The presentation at Tuesday’s meeting was the same as at the four community meetings before it. Consultants provided attendees with an overview of the project, addressed frequently asked questions, allowed attendees to discuss the analysis in small groups and answered questions.


The boundary analysis is guided by four key factors outlined in MCPS policy that dictates how school boundaries are drawn or changed.

The policy emphasizes stabilizing school enrollment, maximizing the number of students able to walk to school and creating a diverse student body. It considers the stability of school boundaries over time.

Despite the policy saying MCPS should “especially strive” to create a diverse student body at each school, WXY consultant Kushan Dave said diversity will not be prioritized over the other factors throughout the process.


When asked for clarification, an MCPS spokeswoman recently said that because the analysis is a data gathering exercise and not changing boundaries, it does not have to conform to the policy.

Early in the meeting, some community members interrupted Dave as he explained the analysis, interjecting with questions.

Essie McGuire, executive director of the MCPS Office for the Chief Operating Officer, told community members that if the interruptions didn’t stop, consultants would be forced to “take a break.”


“There are a lot of people who have made time to be here this evening. … We’re not going to continue to interrupt,” McGuire said. “We will take questions at the end.”

The meeting drew people from across the county.
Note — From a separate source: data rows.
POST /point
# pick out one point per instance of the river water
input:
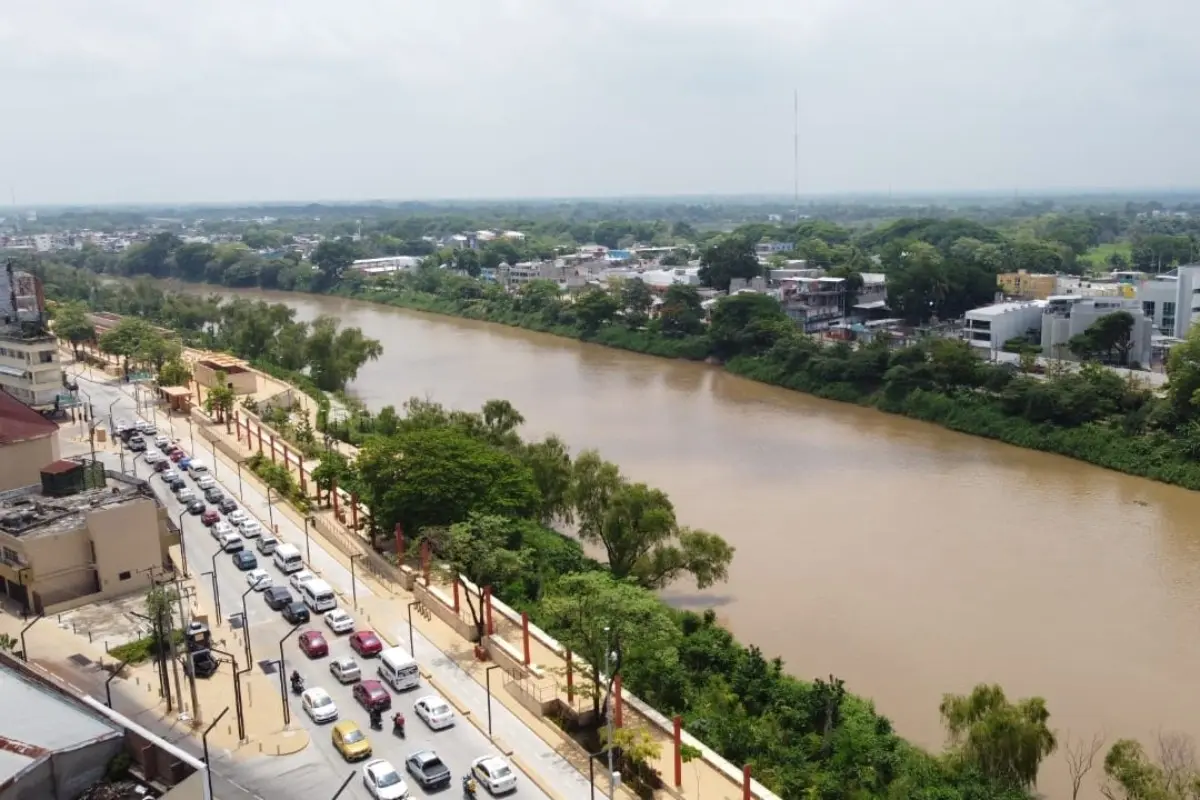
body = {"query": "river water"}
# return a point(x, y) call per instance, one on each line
point(904, 558)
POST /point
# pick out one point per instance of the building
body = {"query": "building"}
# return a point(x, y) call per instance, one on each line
point(1067, 316)
point(81, 535)
point(1171, 300)
point(1027, 286)
point(28, 441)
point(990, 326)
point(57, 744)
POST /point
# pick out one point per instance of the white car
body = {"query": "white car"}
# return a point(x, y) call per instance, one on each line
point(318, 704)
point(495, 774)
point(435, 710)
point(339, 621)
point(383, 782)
point(261, 579)
point(300, 578)
point(346, 671)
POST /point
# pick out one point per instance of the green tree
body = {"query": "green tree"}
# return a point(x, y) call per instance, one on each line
point(601, 618)
point(474, 553)
point(637, 528)
point(726, 258)
point(1006, 741)
point(71, 323)
point(438, 476)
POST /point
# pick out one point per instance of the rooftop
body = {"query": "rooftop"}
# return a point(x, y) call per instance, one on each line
point(29, 512)
point(18, 422)
point(39, 721)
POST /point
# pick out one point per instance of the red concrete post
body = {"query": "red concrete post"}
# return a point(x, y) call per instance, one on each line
point(525, 635)
point(678, 740)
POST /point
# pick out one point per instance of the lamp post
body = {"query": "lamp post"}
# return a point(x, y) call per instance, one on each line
point(412, 648)
point(245, 624)
point(204, 740)
point(487, 674)
point(283, 678)
point(183, 546)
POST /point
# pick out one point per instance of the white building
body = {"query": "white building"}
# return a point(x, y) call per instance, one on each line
point(990, 326)
point(1067, 316)
point(1171, 300)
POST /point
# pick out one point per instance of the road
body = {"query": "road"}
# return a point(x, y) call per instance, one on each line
point(319, 768)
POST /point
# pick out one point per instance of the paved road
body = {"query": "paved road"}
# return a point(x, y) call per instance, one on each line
point(319, 767)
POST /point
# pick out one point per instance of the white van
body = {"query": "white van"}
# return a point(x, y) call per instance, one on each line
point(399, 669)
point(287, 558)
point(318, 595)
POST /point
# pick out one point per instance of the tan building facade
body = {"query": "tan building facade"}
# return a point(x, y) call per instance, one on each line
point(101, 542)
Approximately 30% said they live in the Bethesda area, while 23% said they live in the Germantown area, where the meeting was, according to a poll conducted by WXY. About 60% of attendees identified as white or Asian.

In the same poll, about half of respondents said they didn’t think school boundaries should be reviewed periodically.


During a brief question-and-answer session at the end of the meeting, community members peppered consultants with questions and some voiced their skepticism about the process. Tension over the topic prompted some sharp exchanges between audience members and MCPS staff, but neither security nor police officers present were called on to intervene.

Some said they believe the analysis equates to a “busing plan.”

Derek Turner, an MCPS spokesman, disagreed.


“This analysis is not about busing,” Turner said. “Boundary studies happen all the time. In fact, since 1985, there have been 131 boundary studies in Montgomery County. … It happens in Montgomery County all the time, and you know what? It’s turned out just fine. We have an excellent school system.”

The final community meeting of the first phase of the boundary analysis is at 7 p.m. Jan. 23 at Walter Johnson High School in Bethesda.